4

I'm writing a machine learning algorithm on huge & sparse data (my matrix is of shape (347, 5 416 812 801) but very sparse, only 0.13% of the data is non zero.

My sparse matrix's size is 105 000 bytes (<1Mbytes) and is of csr type.

I'm trying to separate train/test sets by choosing a list of examples indices for each. So I want to split my dataset in two using :

training_set = matrix[train_indices]

of shape (len(training_indices), 5 416 812 801), still sparse

testing_set = matrix[test_indices]

of shape (347-len(training_indices), 5 416 812 801) also sparse

With training_indices and testing_indices two list of int

But training_set = matrix[train_indices] seems to fail and return a Segmentation fault (core dumped)

It might not be a problem of memory, as I'm running this code on a server with 64Gbytes of RAM.

Any clue on what could be the cause ?

hpaulj
  • 221,503
  • 14
  • 230
  • 353
Doob
  • 45
  • 1
  • 4
  • My guess is a MemoryError that isn't being trapped nicely. You may have to study `matrix.__getitem__` (the indexing method) to see how it does the selection. Each sparse format does its own indexing. `lil` and `csr` should handle row index well. `coo` doesn't handle index at all. Indexing sparse matrices isn't hidden in compiled code like it is for arrays (and it isn't as fast). – hpaulj Sep 14 '16 at 22:47
  • I'll check that, but as I'm using `csr` and trying to fetch rows, it should be fine – Doob Sep 14 '16 at 22:50
  • Which version of scipy are you using? You can check with `import scipy; print(scipy.__version__)` – Warren Weckesser Sep 15 '16 at 03:23
  • A search on SO or scipy github regarding 'sparse' and 'segmentation fault' might be in order. – hpaulj Sep 15 '16 at 15:59

1 Answers1

3

I think I've recreated the csr row indexing with:

def extractor(indices, N):
   indptr=np.arange(len(indices)+1)
   data=np.ones(len(indices))
   shape=(len(indices),N)
   return sparse.csr_matrix((data,indices,indptr), shape=shape)

Testing on a csr I had hanging around:

In [185]: M
Out[185]: 
<30x40 sparse matrix of type '<class 'numpy.float64'>'
    with 76 stored elements in Compressed Sparse Row format>

In [186]: indices=np.r_[0:20]

In [187]: M[indices,:]
Out[187]: 
<20x40 sparse matrix of type '<class 'numpy.float64'>'
    with 57 stored elements in Compressed Sparse Row format>

In [188]: extractor(indices, M.shape[0])*M
Out[188]: 
<20x40 sparse matrix of type '<class 'numpy.float64'>'
    with 57 stored elements in Compressed Sparse Row format>

As with a number of other csr methods, it uses matrix multiplication to produce the final value.
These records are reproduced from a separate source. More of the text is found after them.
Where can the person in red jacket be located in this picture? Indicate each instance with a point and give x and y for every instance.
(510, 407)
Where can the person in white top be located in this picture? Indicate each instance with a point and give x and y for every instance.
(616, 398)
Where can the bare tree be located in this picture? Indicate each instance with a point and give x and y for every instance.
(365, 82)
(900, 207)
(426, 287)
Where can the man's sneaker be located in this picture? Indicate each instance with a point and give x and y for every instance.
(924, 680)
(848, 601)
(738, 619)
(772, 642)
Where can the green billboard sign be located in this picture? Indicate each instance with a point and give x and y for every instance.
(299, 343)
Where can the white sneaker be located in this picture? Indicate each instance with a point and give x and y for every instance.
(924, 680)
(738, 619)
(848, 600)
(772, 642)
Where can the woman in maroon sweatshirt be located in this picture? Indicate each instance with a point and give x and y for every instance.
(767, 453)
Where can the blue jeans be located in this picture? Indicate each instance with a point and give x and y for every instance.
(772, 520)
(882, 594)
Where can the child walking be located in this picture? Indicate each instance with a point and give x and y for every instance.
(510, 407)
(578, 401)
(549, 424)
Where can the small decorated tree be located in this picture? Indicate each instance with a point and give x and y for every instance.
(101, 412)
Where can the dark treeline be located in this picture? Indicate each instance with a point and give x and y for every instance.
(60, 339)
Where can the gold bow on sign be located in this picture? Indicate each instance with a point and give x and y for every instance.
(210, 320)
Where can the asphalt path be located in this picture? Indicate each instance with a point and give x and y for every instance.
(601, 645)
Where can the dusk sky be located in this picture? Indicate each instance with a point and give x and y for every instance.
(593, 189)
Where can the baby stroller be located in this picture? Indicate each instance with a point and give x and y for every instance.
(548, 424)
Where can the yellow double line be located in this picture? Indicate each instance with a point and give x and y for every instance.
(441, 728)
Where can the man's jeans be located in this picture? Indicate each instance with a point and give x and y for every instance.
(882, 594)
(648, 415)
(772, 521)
In this case with a sparse matrix with 1 in selected rows. Time is actually a bit better.

In [189]: timeit M[indices,:]
1000 loops, best of 3: 515 µs per loop
In [190]: timeit extractor(indices, M.shape[0])*M
1000 loops, best of 3: 399 µs per loop

In your case the extractor matrix is (len(training_indices),347) in shape, with only len(training_indices) values. So it is not big.

But if the matrix is so large (or at least the 2nd dimension so big) that it produces some error in the matrix multiplication routines, it could give rise to segmentation fault without python/numpy trapping it.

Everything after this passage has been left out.